There’s something catching in the Alpine air. 

First, David Cameron was caught on camera in the ski-resort telling a leading industrialist that ‘Brexit’s not a disaster, it’s turned out less badly than we thought.’

Then our usually glum Chancellor, Philip Hammond, bounced around Davos yesterday, talking about the economy and future financial services deals with the EU with the sort of optimism that has been sorely lacking in the past.

As well as warning Brussels chiefs that the UK’s financial sector is ‘larger than the rest of the EU’s put together’, he rubbished hopes that EU capitals can capture City business as a fantasy.

Upbeat: Chancellor Philip Hammond bounced around Davos yesterday, talking about future financial services deals with the EU with the optimism and language of a born again Brexiteer

Upbeat: Chancellor Philip Hammond bounced around Davos yesterday, talking about future financial services deals with the EU with the optimism and language of a born again Brexiteer

This is a side Hammond has kept under wraps: the high-altitude thinner air clearly suits him. Either that, or Boris Johnson’s latest bid for the leadership, with his demand for more money for the NHS, really has put the wind up Cabinet rivals.

So wound up was Hammond that he was cheeky enough to take a swipe at Christine Lagarde, boss of the IMF, with whom he shared a debate at the World Economic Forum, suggesting that she might like to revise her UK growth forecasts upwards in the light of recent events.

As the Chancellor delighted in saying, sterling is strong, inflation is weakening, real wages should start rising and unemployment is low.

Lagarde, you will remember, is a close buddy of Hammond’s predecessor, George Osborne, and was one of the gloomiest apostles of Project Fear.

She still is: the IMF’s latest forecast suggested lower growth of 1.5pc for next year because of Brexit. Let’s see if Lagarde rises to his challenge.

Hammond also took aim at EU negotiators by insisting that there would be a deal for financial services as part of the overall Brexit agreement, and for once acknowledged just how much negotiating weight the UK has in those discussions because of the size of our financial sector.

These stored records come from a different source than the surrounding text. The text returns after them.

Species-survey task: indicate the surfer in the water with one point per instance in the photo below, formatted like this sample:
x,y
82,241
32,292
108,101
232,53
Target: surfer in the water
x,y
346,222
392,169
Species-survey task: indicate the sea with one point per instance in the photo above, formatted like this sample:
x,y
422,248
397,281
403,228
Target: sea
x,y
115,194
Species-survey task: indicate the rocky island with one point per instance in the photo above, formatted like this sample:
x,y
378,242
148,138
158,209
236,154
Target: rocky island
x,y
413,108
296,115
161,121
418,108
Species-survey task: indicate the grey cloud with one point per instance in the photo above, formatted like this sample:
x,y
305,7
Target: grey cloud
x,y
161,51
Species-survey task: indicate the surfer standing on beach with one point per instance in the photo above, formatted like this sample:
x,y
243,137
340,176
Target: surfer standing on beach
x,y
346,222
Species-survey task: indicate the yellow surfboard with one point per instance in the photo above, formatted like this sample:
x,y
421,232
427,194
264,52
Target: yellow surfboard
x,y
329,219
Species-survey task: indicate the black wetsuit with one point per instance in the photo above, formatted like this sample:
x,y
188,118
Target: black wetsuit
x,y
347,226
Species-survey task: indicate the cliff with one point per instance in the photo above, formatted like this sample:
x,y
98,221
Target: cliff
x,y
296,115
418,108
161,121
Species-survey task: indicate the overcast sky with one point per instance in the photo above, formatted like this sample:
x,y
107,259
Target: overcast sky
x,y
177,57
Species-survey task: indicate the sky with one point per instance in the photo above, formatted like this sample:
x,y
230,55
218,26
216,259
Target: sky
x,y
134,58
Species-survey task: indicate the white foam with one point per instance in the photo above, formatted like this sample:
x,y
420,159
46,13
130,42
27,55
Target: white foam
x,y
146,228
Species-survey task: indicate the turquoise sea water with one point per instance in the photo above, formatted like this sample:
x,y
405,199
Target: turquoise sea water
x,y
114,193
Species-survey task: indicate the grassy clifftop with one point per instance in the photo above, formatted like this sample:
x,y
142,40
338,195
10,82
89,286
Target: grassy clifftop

About time too. Most pertinently for City firms, he pointed out the UK can continue to trade without passporting through some kind of enhanced equivalence regime, one that makes both sides feel comfortable.

Hammond also finally closed down the lie that Frankfurt, Paris, Madrid or any other European capital could take over from London’s financial centre as a ‘fantasy that isn’t going to happen.’ 

If anyone is going to win out from a loss of City trading, it’s New York or Singapore. He’s right.

Even the most rigid Remainers and many of Germany’s leading politicians are beginning to accept an exodus from London to other EU capitals is not only fantasy but would not be good for Europe either.

This is particularly true of the clearing of euro-denominated securities, a massive business with a notional £631billion cleared each day in London in about 26 currencies.

Slowly, it’s dawning on EU leaders that they will be the ultimate losers if clearing is allowed to drift away from London as the cost of capital will soar for corporates, investors and pensioners across Europe.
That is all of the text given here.